If people actually got into the real world instead of viewing it through media tropes, they'd realize that the numbers of white Europeans who object to demographic replacism — a phenomenon which, at this stage, could only be denied by those who don't get out and about much, whether one attributes its existence to deliberate design or a conspiracy of happenstance — are swelled by a great contingent of liberally minded folk who have been sharing and socializing with people of different ethnicities for decades.
(To me, Watson comes off like a pretty safe civic nationalist with streaks of classical liberalism, but I'm not offering a categorical statement on whether he is or isn't white nationalist. Maybe he's a really sneaky white nationalist operating under the cover of a pretty safe civic nationalist or something, whatever, that's not my argument.)

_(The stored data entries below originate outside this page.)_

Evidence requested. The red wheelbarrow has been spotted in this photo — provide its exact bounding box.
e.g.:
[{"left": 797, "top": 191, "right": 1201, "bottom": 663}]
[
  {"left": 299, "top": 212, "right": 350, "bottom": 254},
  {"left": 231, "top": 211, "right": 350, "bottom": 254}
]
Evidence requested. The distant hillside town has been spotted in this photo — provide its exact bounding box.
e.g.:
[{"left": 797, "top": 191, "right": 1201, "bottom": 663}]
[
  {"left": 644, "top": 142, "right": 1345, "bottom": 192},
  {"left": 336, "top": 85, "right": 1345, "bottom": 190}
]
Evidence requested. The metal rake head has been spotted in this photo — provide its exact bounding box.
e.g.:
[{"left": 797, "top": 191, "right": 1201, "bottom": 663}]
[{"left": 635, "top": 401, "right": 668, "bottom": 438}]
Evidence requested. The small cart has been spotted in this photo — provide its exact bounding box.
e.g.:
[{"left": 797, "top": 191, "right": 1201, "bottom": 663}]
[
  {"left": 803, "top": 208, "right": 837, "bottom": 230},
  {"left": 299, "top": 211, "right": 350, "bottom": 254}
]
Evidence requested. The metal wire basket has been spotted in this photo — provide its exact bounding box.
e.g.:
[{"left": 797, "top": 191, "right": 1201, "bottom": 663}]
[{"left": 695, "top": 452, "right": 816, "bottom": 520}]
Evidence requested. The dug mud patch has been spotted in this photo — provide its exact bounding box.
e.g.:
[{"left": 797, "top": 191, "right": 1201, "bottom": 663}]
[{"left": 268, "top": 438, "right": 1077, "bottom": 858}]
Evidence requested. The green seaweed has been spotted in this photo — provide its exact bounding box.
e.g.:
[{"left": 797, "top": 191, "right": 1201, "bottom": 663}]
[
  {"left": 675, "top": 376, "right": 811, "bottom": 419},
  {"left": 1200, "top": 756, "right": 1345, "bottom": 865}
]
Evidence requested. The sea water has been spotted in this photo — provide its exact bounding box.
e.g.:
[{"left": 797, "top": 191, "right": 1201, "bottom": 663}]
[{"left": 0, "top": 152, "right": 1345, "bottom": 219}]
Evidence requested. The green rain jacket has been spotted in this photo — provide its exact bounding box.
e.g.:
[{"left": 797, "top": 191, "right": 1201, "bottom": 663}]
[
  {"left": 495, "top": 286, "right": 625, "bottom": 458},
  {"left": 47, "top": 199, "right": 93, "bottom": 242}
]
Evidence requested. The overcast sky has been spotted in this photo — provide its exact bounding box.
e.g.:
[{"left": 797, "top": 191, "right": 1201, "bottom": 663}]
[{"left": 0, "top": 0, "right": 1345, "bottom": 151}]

Card-carrying member of the Weller-approved, feathercut-sporting dadrocker club for around three decades now. Utterly lost without the muse and direction a certain firebrand gave him. Now reduced to claiming that he wanted a quiet life all along and was never drawn to Morrissey in the first place for the inherent edginess he himself lacked and, according to his own previous testimony, desired in the band to which he would belong.
This guy's hero was Keith Richards, for goodness' sake. He had four or five inspired years in the Smiths, a contribution for which I am sincerely grateful, but he was always a square.
The emotional homecomings of the healthily robust and enduringly relevant (not just due to the great prescience of many of his earlier works),
Or the paisley-splattered, wizened, eternally constipated cabaret of the sanitized and accepted,
It's a no-brainer for me.
It's actually not goalpost moving at all, it's just that you're used to grifters spoon-feeding you their dishonest interpretations of "data" and so you don't understand how to look at what this information actually suggests. More people feeling comfortable identifying as homosexual in a poll conducted over the telephone does not mean there is an uptick in the number of homosexuals roaming the earth or that nefarious forces are somehow "turning" children gay.
Nice, Morrissey being championed by a guy banned on IG and FB for hate speech and conspiracy theories.